Scientific classification
- Kingdom: Animalia
- Phylum: Chordata
- Class: Amphibia
- Order: Anura
- Family: Centrolenidae
- Genus: Nymphargus
- Species: N. rosada
- Binomial name: Nymphargus rosada (Ruíz-Carranza & Lynch, 1997)
- Synonyms: Cochranella rosada Ruíz-Carranza & Lynch, 1997

= Nymphargus rosada =

- Authority: (Ruíz-Carranza & Lynch, 1997)
- Conservation status: VU
- Synonyms: Cochranella rosada Ruíz-Carranza & Lynch, 1997

Species of frog

Nymphargus rosada is a species of frog in the family Centrolenidae, formerly placed in Cochranella.
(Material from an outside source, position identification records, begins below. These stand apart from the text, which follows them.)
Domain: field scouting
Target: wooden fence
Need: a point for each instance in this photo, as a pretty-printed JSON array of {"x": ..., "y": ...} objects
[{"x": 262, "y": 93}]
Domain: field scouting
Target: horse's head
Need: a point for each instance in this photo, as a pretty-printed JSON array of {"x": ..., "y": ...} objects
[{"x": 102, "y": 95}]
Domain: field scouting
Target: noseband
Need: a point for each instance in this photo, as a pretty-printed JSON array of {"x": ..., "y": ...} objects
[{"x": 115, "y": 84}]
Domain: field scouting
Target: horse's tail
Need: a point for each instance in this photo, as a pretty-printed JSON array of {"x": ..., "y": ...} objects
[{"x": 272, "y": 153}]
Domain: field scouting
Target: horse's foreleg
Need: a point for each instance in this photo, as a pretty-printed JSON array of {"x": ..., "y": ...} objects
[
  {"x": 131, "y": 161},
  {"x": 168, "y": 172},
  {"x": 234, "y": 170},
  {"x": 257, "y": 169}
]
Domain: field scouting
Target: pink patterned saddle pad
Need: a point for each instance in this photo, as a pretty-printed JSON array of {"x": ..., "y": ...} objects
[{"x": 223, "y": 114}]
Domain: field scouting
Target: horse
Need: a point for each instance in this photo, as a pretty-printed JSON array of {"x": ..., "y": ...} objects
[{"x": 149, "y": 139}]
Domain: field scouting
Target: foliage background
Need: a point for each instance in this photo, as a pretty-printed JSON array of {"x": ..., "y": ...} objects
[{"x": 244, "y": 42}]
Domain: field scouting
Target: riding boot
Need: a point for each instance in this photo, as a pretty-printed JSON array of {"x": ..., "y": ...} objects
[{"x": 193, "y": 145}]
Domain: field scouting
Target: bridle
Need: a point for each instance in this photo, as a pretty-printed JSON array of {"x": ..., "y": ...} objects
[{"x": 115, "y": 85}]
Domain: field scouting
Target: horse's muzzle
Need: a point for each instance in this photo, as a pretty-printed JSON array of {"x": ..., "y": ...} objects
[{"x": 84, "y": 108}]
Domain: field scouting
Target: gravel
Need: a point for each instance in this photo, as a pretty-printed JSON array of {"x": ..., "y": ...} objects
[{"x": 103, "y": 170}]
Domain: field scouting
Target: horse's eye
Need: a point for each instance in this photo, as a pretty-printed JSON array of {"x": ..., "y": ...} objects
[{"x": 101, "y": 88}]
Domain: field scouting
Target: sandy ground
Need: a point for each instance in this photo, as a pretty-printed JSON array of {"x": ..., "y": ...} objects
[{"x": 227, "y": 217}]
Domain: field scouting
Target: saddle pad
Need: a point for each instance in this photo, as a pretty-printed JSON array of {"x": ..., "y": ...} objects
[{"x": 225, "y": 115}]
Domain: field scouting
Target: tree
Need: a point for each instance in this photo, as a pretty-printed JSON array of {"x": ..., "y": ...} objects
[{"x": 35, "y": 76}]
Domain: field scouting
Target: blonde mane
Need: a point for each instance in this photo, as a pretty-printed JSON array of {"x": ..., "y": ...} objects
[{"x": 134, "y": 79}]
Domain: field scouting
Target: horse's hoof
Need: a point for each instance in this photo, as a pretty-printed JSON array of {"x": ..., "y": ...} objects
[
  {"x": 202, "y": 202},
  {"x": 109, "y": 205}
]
It is endemic to Colombia where it is known from the eastern slopes of the Cordillera Central. Its natural habitats are sub-Andean forests alongside streams. It is threatened by habitat fragmentation and loss caused by agricultural expansion, timber extraction, and water pollution.

Nymphargus rosada are relatively small frogs: adult males measure 24–28 mm in snout–vent length. The skin of the dorsum is finely shagreen with small pustules. Vomerine teeth are absent.

The frog's range includes at least one protected park, including the Ranita Dorada Amphibian Reserve.